Songtao Jiang, Yuan Wang, Sibo Song, Tianxiang Hu, Chenyi Zhou, Bin Pu, Yan Zhang, Zhibo Yang, Yang Feng, J. Zhou, Jin Hao, Zijian Chen, Ruijia Wu, Tao Tang, Jun-bang Lv, Hongxia Xu, Hongwei Wang, Jun Xiao, Bin Feng, Fudong Zhu, Kenli Li, Weidi Xie, Jimeng Sun, Jian Wu, Zuozhu Liu
Zhejiang University, University of Illinois Urbana-Champaign, Alibaba Inc, Hunan University, Shanghai Jiao Tong University
arXiv.org (2025)
MM Pretraining Benchmark QA

📝 Paper Summary

Medical Vision-Language Models (VLM) Multimodal Clinical Decision Support
Hulu-Med unifies medical text, 2D images, 3D volumes, and video into a single transparent architecture using universal patch encoding and token reduction, outperforming specialized models.
Core Problem
Clinical decision-making requires integrating text, 2D/3D images, and video, but current AI systems are fragmented into modality-specific models, preventing holistic cross-modal insights.
Why it matters:
  • Existing generalist VLMs (Vision-Language Models) fail to cover the full spectrum of clinical needs, particularly 3D volumes (CT/MRI) and surgical video analysis
  • Specialized medical AI tools are often opaque, relying on proprietary datasets that hinder reproducibility, community scrutiny, and clinical trust
  • Clinicians must manually synthesize signals from fragmented AI tools, leading to workflow inefficiencies and potential diagnostic errors
Concrete Example: A clinician analyzing a patient's care journey needs to correlate a 3D CT scan with a surgical video and text notes. Current systems require three separate models (one for 3D, one for video, one for text), whereas Hulu-Med processes all three inputs natively in one context.
Key Novelty
Unified Medical-Generalist Architecture with Transparent Pipeline
  • Replaces modality-specific encoders with a single patch-based visual encoder extended via 2D RoPE (Rotary Positional Embeddings) to handle 3D volumes and videos as sequences of patches
  • Implements a 'medical-aware token-reduction' strategy that prunes ~55% of redundant visual tokens, enabling the processing of computationally heavy 3D/video data without specialized hardware
  • Releases the entire development pipeline—including data curation, synthesis recipes, and training code—addressing the transparency crisis in medical AI
Architecture
Architecture Figure Figure 1b / Extended Fig 2
The unified architecture of Hulu-Med processing diverse inputs (Text, Image, Volume, Video).
Evaluation Highlights
  • Surpasses GPT-4o on 16 of 30 medical benchmarks and outperforms existing open-source models on 27 of 30 benchmarks
  • Hulu-Med-7B achieves a RaTEScore of 57.0 on MIMIC-CXR (report generation), significantly outperforming the larger specialized MedGemma-27B (51.3)

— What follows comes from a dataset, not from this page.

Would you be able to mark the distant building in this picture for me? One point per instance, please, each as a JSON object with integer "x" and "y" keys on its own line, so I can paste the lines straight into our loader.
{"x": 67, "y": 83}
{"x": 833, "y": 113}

  • Maintains high accuracy on 3D/video tasks despite a 55% reduction in visual tokens, validating the efficiency of the pruning strategy
Breakthrough Assessment
9/10
A significant leap in unifying disparate medical modalities (2D/3D/Video) into one open architecture. The transparency and efficiency (token reduction) address major barriers to clinical AI adoption.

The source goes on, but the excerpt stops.